岩手と言えば『盛岡三大麺』だ。わんこ蕎麦にジャジャ麺、そして冷麺。いずれも甲乙つけがたいものながら、さわやかな酸味のあるスープに弾力ある麺、さらにキムチなどがあしらわれた冷麺を三大麺の筆頭に推す声も大きい。
山田町の南、船越半島の付け根に位置する道の駅やまだは、海産物や農産物、地元のお菓子や復興支援グッズが取り揃えられた産直売店と、地物にこだわった食材のレストランで有名な道の駅。つい先日も松茸など地元のキノコをふんだんに取り揃えた秋祭りで大賑わいだった。
そんな道の駅やまだのレストランにぶらりと立ち寄って目を引いたのがこれ。三陸めかぶ冷麺だ。
麺好きとして魅了されそうなメニューが数ある中、ちょっと肌寒くなってきた季節ながら今を逃すと次のシーズンまで食べられなくなるかもとの思いから、券売機のボタンをポチッと押したのだった。
冷麺といえば本場は盛岡。ここは岩手県とはいえ盛岡からは離れた海岸沿いの山田町。この選択が吉と出るかどうか。してその結果は、吉も吉、大吉、超吉、超大吉だった。
まず冷麺そのものが美味い。盛岡からは北上山地を越えた海岸沿いの山田町とはいえ、やはり冷麺に対する味覚の厳しさは全県規模なのだろう。(たしかに盛岡ならずとも、大船渡でも陸前高田でも花巻でも冷麺を注文してがっかりした経験はない)
驚きの瞬間は三口目あたりでやってきた。
写真では白髪ネギの向こう側でちょっとしか写っていないのだが、三陸名産のめかぶを冷麺と絡めて食べたその時にその瞬間はやってきた。

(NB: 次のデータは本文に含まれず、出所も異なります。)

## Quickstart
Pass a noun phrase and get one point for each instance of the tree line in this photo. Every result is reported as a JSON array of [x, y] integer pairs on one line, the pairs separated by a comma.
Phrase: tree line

ただでさえ身体にいいとされる海草類。しかもめかぶには特有の粘りがある。粘り気そのものも美容や健康にいいとされるし、そもそもそれ自体が美味しい三陸の食材なのだが、道の駅やまだのめかぶの粘り気は群を抜いているのではないか。
丼に載った具材ごと全体をぐちゃぐちゃっと混ぜようとしても、混ざりきれないほどの粘り気。こりゃ混ぜるのは無理だと思いつつ口に入れた時に初めて感じたこの食感。(ごちゃ混ぜにしてしまったので、驚きの瞬間の写真がないのが残念でならない)
あんまり引っ張っても仕方ないからストレートに言うなら、めかぶの粘りが具材それぞれを仕分けてくれるのだ。キムチの部分はキムチ味の冷麺。白髪ネギの部分はネギ冷麺、小エビのところは小エビの味わい、そして葉ワカメのところはワカメ冷麺。そのベースにはさわやかな酸味とめかぶのコク。

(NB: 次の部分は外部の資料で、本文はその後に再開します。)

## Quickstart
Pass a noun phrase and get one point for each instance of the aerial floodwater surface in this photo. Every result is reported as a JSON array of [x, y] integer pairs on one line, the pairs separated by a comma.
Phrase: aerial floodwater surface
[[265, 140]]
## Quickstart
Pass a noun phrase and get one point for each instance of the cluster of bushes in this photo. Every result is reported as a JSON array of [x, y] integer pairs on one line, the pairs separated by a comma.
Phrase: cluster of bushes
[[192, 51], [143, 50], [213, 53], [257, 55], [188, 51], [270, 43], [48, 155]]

面食いとしてこれまでいろんな麺を食べてきたが、丼という限られた空間の中でこれほどまでに様々な味わいを楽しませてもらったことなど、未だかつてなかった。
冷麺といえば岩手の三大麺のひとつ。そしてめかぶは三陸沿岸でイチオシ食材のひとつ。そのふたつのカップリングが奇跡の一椀を生み出した。
道の駅やまだの三陸めかぶ冷麺680円。食べながら「こりゃ大発明だ、天才だ」とどれくらい呟いたことか。おそらく30回は下るまい。注文してからおよそ20分スープまで完食。食べ終わったその後も「天才だ、天才だ」と呟きつつ、仕舞いにゃカメラを店内に忘れて来てしまうほど天才的めかぶ冷麺に魅せられてしまったのだった。
天才に説明など不要なものながら、地場の名品に地場の名産を掛け合わせることで天才的なものが生まれる。東北は、そして三陸には想像を超えた可能性が眠っているに違いない。